Trading Strategy: Selling Rallies

This strategy is the opposite of buying dips, and applies in a bear market. It involves taking a short position, selling on temporary strength, an upward retracement or consolidation, in an otherwise downtrending market. Here are the steps involved —

  • establish that the market is going down
  • check that the sector is going down
  • make sure that the particular financial security is going down

As with the strategy for buying dips, at this stage you would put the security on a watchlist, following its path downwards. If it was trending strongly downwards, you might consider using the next strategy, selling relative weakness, instead. Otherwise you wait for the downtrend to falter, and to become a minor rally, as follows –

  • wait for a short-term rally in price
  • wait for the short-term rally to end
  • calculate trade size and stoploss
  • enter trade short
  • exit trade if failed or on profit

We would again look at the moving averages or by inspection determine that there was an established downtrend, both in the market as a whole, in the sector, and in the security.

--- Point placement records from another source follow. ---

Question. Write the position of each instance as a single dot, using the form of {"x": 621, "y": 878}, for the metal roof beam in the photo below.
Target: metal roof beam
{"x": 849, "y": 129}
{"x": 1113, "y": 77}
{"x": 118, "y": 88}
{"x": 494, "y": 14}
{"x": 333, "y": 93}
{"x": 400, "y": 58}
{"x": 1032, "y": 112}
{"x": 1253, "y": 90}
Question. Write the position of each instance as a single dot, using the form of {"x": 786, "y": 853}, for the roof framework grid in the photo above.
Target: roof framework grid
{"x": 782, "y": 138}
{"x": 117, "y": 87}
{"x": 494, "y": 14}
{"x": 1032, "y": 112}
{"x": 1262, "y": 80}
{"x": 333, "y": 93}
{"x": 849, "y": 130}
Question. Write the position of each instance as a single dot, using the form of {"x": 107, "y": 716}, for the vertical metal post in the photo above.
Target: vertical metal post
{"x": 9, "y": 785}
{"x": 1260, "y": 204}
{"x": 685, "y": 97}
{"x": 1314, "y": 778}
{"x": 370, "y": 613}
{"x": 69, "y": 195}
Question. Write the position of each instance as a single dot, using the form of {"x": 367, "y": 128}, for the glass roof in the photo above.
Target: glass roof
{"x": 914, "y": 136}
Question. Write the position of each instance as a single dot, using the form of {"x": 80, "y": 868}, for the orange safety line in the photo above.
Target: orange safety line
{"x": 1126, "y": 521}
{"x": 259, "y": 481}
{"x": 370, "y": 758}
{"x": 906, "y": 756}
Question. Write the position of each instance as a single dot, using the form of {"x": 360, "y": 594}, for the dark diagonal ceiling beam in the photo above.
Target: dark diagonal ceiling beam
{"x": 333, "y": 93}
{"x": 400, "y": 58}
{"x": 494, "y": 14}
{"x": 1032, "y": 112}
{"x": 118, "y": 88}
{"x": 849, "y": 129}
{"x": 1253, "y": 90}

The signal that there is a short-term rally would be that the price was higher than previous few sessions, or that the RSI has been overbought for three sessions.

httpv://www.youtube.com/watch?v=OCnsyicBsVQ

Capital Spreads: Clients Selling Into Strength

As previously, you should make sure that this trade has a favourable risk/reward ratio. Your risk is established from the stoploss position which you have already calculated, and the rewards depends on your view of where the price may go in the short term – either to a previous support level, or to fall by a certain amount, or to a channel line, or to a Bollinger Band. There are many different ways that have been detailed previously in the technical analysis section, and you should try different ones and see which works best with the financial security you’re trading.

The rally can be considered finished when the price falls below the previous lows. The protective stop would be above the previous highs, and the exit would be on a trailing stop or if a moving average turns up, signaling the end of the downtrend.